This is a confession that I’m writing in a state of extreme misery and devastation as I plan to run away from my home.
I’m a girl, 17 years old, and currently having issues with my dad. My dad’s a short-tempered, irascible, difficult man who never lets me live in peace. He’s always been this way and this is the reason. I try my best to be perfect because whenever I don’t live up to his expectations, he not only shouts at me but also at my mom.
Last month came my class results and although I think I scored pretty well, he doesn’t. I got 3As, 4Bs and a C. As soon as he saw my report card, he shouted at me, calling me a “lazy, worthless, bitch” and “pain”. Ever since my result, he’s being extra abusive towards me and keeps saying that he’s gonna put me in a private school because he’s had enough of my drama. But I can’t afford to change systems atm! It’s my last year and IDK how I’ll manage in a completely different school system.
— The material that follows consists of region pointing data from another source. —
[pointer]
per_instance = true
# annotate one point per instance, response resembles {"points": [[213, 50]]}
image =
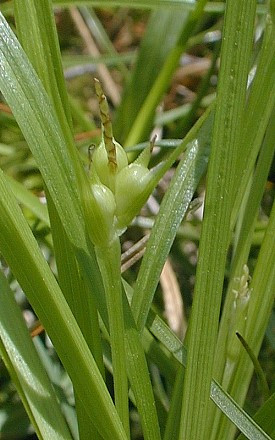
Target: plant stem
{"points": [[109, 263]]}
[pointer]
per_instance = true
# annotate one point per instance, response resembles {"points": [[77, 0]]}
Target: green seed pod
{"points": [[99, 209], [105, 169], [131, 192]]}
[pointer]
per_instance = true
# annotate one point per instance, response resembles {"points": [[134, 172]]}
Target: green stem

I’ve begged him so many times to give me just one chance and I’ll definitely definitely improve my grades but he never agrees to it. I’m so heartbroken that he doesn’t value my health or anything! Never a day went by when he didn’t scold or insult me. Why can’t I have a normal dad? Just like everyone else has.
I feel that he’s a mentally disturbed person but if I continue living in this condition, I’m soon gonna lose my mind. I’ve had enough now. He’s going too far with his misbehaviour and I just can’t take anymore insult. I will run away as soon as I have everything carefully planned out and surely never come back.